#Text clustering -sample code
** Prepage datasets**
Download dataset movie_data_60.csv from google drive


In [0]:
#Mount google drive to google colab virtual machine
from google.colab import drive
drive.mount('/content/drive')
mydrive ="/content/drive/My Drive/Colab Notebooks/"

In [0]:
#download data from google drive
import gdown
url = "https://drive.google.com/uc?id=1o0I46KhBjkW2tdxD-k9NwkhrtQbI6gNF"
gdown.download(url, mydrive+"movies_genre_60.csv", quiet=False)

In [0]:
# load data to pandas data frame
import pandas as pd
import numpy as np

doc_data = pd.read_csv(mydrive+'movies_genre_60.csv', sep=",", header=0 )
movie_titles = doc_data['Title'].tolist()  # convert column Title of panda frame to list
movie_synopses = doc_data['Synopsis'].tolist()
movie_genre = doc_data['Genre'].tolist()
doc_data

#Step 1:  Pre-Processing text

In [0]:
# Define function for Lemmatization, remove stopword and feature selection using POS, spacy package
import spacy
def spacy_preprocess (text,lemma= True, pos= True, pos_select = ["VERB", "NOUN", "ADJ","ADV","PART"]):
  # Initialize spacy 'en' model, keeping only tagger component needed for lemmatization
  nlp = spacy.load('en', disable=['parser', 'ner']) # disable parser, ner for faster loading
  # Parse the sentence using the loaded 'en' model object `nlp`
  doc = nlp(text)
    
  if pos== False:
    if lemma== True: text_preprocess= " ".join([token.lemma_.lower() for token in doc if not nlp.vocab[token.text].is_stop])
    if lemma== False:text_preprocess= " ".join([token.text.lower() for token in doc if not nlp.vocab[token.text].is_stop])
  else:
    if lemma== True : text_preprocess= " ".join([token.lemma_.lower() for token in doc if (token.pos_ in pos_select and not nlp.vocab[token.text].is_stop)])
    if lemma== False : text_preprocess= " ".join([token.text.lower() for token in doc if (token.pos_ in pos_select  and not nlp.vocab[token.text].is_stop)])
  # nlp.vocab[token.text].is_stop to remove stopwords
  return text_preprocess

In [0]:
# Pre-processing data with spacy
from tqdm import tqdm
movie_synopses_preprocess=[]
for movie in tqdm(movie_synopses):
  movie_preprocess = spacy_preprocess(movie,pos_select = ["VERB", "NOUN", "ADJ"])
  movie_synopses_preprocess+= [movie_preprocess]

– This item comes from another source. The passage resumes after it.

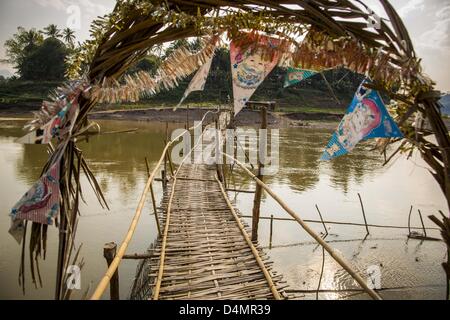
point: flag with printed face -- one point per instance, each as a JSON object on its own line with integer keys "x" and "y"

#Step 2: Build feature matrix (tf-idf)
** you need to change the data input below** 

##### data without preprocess

In [0]:
#change data input (movie_synopses or movie_synopses_preprocess) here
data_input =movie_synopses # data without preprocess
#data_input =movie_synopses_preprocess  # the data after preprocess text.

from sklearn.feature_extraction.text import TfidfVectorizer
vectorizer = TfidfVectorizer(min_df=0.1, max_df=0.8, max_features= None)
feature_matrix = vectorizer.fit_transform(data_input).astype(float)
feature_names = vectorizer.get_feature_names() # get feature names
print("number of feature:", len(feature_names))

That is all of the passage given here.